Re: [PATCH v15 07/11] arm64: syscall: Introduce syscall_exit_to_user_mode_work()

From: Jinjie Ruan

Date: Thu Jun 25 2026 - 05:23:50 EST




On 6/24/2026 10:37 PM, Ada Couprie Diaz wrote:
> On 11/05/2026 10:20, Jinjie Ruan wrote:
>> Refactor the system call exit path to align with the generic entry
>> framework. This consolidates thread flag checking, rseq handling, and
>> syscall tracing into a structure that mirrors the generic
>> syscall_exit_to_user_mode_work() implementation.
>>
>> [Rationale]
>> The generic entry code employs a hierarchical approach for
>> syscall exit work:
>>
>> 1. syscall_exit_to_user_mode_work(): The entry point that handles
>>     rseq and checks if further exit work (tracing/audit) is required.
>>
>> 2. syscall_exit_work(): Performs the actual tracing, auditing, and
>>     ptrace reporting.
>>
>> [Changes]
>> - Rename and Encapsulate: Rename syscall_trace_exit() to
>>    syscall_exit_work() and make it static, as it is now an internal
>>    helper for the exit path.
>>
>> - New Entry Point: Implement syscall_exit_to_user_mode_work() to
>>    replace the manual flag-reading logic in el0_svc_common(). This
>>    function now encapsulates the rseq_syscall() call and the
>>    conditional execution of syscall_exit_work().
>>
>> - Simplify el0_svc_common(): Remove the complex conditional checks
>>    for tracing and CONFIG_DEBUG_RSEQ at the end of the syscall path,
>>    delegating this responsibility to the new helper.
> It is indeed simpler, however to me there are two changes to the behaviour,
> which are not called out (apologies if I missed some prior discussion
> when I looked for some) :
> 1. As pointed by the removed comment, in mainline we *always* trace on exit
>    if we traced on entry. This is why there are two `has_syscall_work()`
> checks
>    on exit, with a re-read of the flags after syscall execution in between.
>    This change only checks once on exit after updating the flags, so if
>    there was work on entry but the flags got cleared, it *won't* trace
> on exit.
>    Is this desired ? Can this change of behaviour have an impact ?

Hi, Ada,

After rework, `syscall_exit_to_user_mode_work()` will be executed
unconditionally, regardless of whether the conditions below evaluate to
true or false. You can see how this is handled in the finer-grained
refactoring split which will be shown in v16.
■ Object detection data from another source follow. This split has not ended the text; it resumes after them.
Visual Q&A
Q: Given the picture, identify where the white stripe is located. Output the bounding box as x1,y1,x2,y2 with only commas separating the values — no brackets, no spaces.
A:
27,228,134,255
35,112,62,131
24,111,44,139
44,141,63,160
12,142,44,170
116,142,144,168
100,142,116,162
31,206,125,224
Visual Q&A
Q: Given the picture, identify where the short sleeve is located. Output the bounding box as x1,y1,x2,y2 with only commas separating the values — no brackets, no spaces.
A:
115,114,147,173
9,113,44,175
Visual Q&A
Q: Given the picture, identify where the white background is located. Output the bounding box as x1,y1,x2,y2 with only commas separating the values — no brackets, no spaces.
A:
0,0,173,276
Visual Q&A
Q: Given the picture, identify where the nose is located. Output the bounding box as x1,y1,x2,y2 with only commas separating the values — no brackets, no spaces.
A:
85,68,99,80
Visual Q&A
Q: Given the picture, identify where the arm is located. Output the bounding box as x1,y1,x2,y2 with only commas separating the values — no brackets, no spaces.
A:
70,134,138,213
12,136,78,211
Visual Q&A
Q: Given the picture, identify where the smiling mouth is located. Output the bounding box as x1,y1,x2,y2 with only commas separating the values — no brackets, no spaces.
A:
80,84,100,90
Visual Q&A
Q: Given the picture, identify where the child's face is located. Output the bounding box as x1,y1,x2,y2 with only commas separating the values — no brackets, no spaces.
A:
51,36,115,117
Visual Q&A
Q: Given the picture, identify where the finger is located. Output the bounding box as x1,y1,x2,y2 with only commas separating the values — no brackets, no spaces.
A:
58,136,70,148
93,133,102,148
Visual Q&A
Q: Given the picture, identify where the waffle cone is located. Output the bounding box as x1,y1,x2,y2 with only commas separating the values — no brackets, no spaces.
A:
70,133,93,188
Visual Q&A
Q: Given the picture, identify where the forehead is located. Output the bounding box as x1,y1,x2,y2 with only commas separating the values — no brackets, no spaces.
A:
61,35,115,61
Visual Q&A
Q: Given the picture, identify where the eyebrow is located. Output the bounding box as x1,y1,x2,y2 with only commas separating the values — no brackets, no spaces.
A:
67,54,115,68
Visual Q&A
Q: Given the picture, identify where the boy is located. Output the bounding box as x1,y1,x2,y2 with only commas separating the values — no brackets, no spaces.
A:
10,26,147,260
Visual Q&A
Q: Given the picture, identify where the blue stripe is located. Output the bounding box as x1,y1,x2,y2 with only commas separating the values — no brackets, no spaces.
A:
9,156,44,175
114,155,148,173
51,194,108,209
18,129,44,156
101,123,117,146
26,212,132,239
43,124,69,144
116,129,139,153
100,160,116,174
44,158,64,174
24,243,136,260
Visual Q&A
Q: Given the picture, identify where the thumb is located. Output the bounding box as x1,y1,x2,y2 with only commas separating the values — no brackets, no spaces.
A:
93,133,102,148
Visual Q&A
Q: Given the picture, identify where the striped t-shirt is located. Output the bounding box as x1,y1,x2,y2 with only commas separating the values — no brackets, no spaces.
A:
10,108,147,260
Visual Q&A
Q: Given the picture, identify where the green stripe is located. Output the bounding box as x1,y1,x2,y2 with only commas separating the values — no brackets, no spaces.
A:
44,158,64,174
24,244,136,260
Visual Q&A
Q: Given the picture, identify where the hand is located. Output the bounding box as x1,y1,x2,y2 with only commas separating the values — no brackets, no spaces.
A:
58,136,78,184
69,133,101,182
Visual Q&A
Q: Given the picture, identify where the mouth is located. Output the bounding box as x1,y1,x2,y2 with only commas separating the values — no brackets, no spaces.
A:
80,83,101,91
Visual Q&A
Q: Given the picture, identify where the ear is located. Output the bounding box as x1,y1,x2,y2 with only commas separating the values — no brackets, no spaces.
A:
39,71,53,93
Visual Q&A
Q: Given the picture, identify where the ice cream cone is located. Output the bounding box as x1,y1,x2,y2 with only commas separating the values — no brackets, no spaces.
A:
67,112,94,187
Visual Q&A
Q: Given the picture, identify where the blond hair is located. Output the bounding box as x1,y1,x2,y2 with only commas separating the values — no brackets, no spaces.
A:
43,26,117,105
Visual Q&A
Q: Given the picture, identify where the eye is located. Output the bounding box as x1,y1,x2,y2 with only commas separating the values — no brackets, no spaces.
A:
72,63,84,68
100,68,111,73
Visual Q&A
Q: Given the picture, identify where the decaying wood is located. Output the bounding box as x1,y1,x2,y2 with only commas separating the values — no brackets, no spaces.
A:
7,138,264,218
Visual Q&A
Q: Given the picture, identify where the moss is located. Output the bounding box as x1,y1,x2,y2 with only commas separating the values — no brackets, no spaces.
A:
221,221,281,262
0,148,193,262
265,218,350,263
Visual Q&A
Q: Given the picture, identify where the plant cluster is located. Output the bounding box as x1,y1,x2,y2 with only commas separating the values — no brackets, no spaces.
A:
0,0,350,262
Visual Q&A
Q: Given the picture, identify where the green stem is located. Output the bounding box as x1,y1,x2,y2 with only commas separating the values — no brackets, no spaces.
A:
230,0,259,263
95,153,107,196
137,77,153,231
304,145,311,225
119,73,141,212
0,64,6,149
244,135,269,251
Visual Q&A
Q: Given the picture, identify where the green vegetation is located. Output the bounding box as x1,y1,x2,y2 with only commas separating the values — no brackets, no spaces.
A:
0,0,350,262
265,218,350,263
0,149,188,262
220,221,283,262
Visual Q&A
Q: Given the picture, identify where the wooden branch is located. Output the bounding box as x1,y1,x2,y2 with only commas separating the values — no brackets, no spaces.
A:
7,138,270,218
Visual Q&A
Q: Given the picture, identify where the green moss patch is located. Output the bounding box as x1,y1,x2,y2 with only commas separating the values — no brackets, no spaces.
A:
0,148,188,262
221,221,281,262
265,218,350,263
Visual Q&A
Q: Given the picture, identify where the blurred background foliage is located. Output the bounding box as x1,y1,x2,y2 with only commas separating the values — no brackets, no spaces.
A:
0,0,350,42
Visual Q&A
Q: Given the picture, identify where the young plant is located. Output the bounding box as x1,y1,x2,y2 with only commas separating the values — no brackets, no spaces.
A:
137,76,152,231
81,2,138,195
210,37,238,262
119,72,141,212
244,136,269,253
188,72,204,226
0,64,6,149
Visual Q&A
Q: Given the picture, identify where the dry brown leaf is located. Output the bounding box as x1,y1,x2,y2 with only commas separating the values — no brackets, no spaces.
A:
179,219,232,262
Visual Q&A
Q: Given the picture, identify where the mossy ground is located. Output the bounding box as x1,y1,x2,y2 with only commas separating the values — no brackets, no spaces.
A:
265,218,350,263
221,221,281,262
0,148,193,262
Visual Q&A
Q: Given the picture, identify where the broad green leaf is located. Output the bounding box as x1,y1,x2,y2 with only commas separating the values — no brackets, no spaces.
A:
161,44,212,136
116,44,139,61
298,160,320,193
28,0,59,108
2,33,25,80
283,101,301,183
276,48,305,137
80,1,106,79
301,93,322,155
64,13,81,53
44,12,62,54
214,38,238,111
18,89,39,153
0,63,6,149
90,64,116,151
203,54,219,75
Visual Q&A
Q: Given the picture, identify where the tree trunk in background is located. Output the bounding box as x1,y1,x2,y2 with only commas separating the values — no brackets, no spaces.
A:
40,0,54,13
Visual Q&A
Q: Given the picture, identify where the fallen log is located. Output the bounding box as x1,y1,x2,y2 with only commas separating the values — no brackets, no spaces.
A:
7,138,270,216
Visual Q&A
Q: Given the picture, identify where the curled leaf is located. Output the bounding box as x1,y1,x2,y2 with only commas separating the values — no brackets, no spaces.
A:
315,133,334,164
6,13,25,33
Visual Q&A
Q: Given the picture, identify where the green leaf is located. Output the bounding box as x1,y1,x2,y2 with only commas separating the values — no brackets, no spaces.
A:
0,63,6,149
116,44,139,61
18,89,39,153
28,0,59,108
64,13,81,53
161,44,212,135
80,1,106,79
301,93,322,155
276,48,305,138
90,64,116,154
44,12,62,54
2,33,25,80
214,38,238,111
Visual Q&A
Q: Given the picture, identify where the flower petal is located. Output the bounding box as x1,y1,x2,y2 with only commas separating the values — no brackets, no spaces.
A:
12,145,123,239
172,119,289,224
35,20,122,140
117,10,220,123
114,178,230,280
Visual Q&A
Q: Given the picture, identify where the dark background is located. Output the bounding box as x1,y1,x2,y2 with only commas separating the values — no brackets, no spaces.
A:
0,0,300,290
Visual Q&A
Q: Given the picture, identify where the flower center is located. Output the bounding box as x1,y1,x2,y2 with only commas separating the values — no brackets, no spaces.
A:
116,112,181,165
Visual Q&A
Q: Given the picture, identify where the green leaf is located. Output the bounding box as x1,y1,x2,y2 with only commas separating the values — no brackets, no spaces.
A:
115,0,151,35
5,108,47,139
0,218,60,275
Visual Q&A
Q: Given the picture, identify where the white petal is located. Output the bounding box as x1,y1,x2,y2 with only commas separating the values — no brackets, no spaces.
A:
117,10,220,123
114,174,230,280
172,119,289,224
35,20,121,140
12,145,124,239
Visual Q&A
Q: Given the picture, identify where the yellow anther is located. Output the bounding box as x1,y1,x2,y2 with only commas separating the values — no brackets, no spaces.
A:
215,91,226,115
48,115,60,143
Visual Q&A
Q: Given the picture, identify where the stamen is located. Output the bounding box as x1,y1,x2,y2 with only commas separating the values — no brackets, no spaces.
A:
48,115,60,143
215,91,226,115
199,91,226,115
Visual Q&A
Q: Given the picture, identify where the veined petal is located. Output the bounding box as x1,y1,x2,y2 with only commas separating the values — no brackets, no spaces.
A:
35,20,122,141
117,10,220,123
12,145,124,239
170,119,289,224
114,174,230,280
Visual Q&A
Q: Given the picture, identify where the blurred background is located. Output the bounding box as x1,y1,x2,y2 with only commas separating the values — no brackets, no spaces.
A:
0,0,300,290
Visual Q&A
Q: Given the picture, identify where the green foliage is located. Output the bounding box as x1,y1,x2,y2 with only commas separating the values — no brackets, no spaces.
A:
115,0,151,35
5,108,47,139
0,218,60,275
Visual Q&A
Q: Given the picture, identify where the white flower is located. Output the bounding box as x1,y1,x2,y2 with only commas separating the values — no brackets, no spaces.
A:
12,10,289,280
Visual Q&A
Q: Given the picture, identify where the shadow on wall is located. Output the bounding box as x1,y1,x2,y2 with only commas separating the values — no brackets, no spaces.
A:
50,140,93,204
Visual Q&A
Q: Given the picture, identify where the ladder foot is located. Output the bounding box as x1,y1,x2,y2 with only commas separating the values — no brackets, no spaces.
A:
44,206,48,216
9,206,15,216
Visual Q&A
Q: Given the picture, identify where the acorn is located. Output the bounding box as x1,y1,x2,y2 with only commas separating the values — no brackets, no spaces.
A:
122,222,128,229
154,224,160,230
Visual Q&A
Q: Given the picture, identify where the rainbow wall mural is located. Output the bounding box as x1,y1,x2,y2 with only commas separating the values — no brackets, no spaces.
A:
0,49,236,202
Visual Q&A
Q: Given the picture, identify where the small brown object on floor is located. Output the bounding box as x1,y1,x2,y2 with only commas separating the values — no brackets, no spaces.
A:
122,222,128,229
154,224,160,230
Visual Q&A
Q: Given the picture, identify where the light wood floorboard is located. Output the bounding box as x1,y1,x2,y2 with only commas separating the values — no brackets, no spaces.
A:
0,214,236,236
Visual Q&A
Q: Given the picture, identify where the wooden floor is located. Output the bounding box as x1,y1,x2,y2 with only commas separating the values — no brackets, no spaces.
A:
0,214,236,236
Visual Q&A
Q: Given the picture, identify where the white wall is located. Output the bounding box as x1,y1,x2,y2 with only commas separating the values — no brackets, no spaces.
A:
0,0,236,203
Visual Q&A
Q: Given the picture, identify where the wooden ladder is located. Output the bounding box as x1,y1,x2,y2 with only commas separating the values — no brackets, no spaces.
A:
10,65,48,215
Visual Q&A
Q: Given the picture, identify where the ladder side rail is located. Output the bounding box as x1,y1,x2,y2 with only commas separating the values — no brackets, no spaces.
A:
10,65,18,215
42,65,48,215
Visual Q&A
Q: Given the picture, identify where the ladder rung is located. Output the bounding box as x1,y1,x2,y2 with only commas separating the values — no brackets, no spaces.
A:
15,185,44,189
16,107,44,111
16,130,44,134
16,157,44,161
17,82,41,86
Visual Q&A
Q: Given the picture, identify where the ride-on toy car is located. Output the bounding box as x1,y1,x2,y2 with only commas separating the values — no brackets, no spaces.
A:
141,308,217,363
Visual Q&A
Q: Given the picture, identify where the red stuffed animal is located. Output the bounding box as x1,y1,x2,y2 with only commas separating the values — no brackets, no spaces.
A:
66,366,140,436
if (!has_syscall_work(flags) && !IS_ENABLED(CONFIG_DEBUG_RSEQ))

>> - Helper Migration: Move has_syscall_work() to asm/syscall.h
>>    to allow its reuse across ptrace.c and syscall.c.
>>
>> - Clean up RSEQ: Remove the explicit IS_ENABLED(CONFIG_DEBUG_RSEQ)
>>    check in the caller, as rseq_syscall() is already a no-op when the
>>    config is disabled.
> 2. `rseq_syscall()` is indeed a no-op, but removing the explicit check here
>    does change the behaviour : in mainline we *always* trace on exit if
>    `CONFIG_DEBUG_RSEQ` is enabled, bypassing the `has_syscall_work()`
> check.
>    This change does not bypass the `has_syscall_work()` check if
>    `CONFIG_DEBUG_RSEQ` is enabled, so there might be a change of behaviour.
>    Same questions as above : is this change desired ? Can it have an
> impact ?

This should not introduce any functional changes.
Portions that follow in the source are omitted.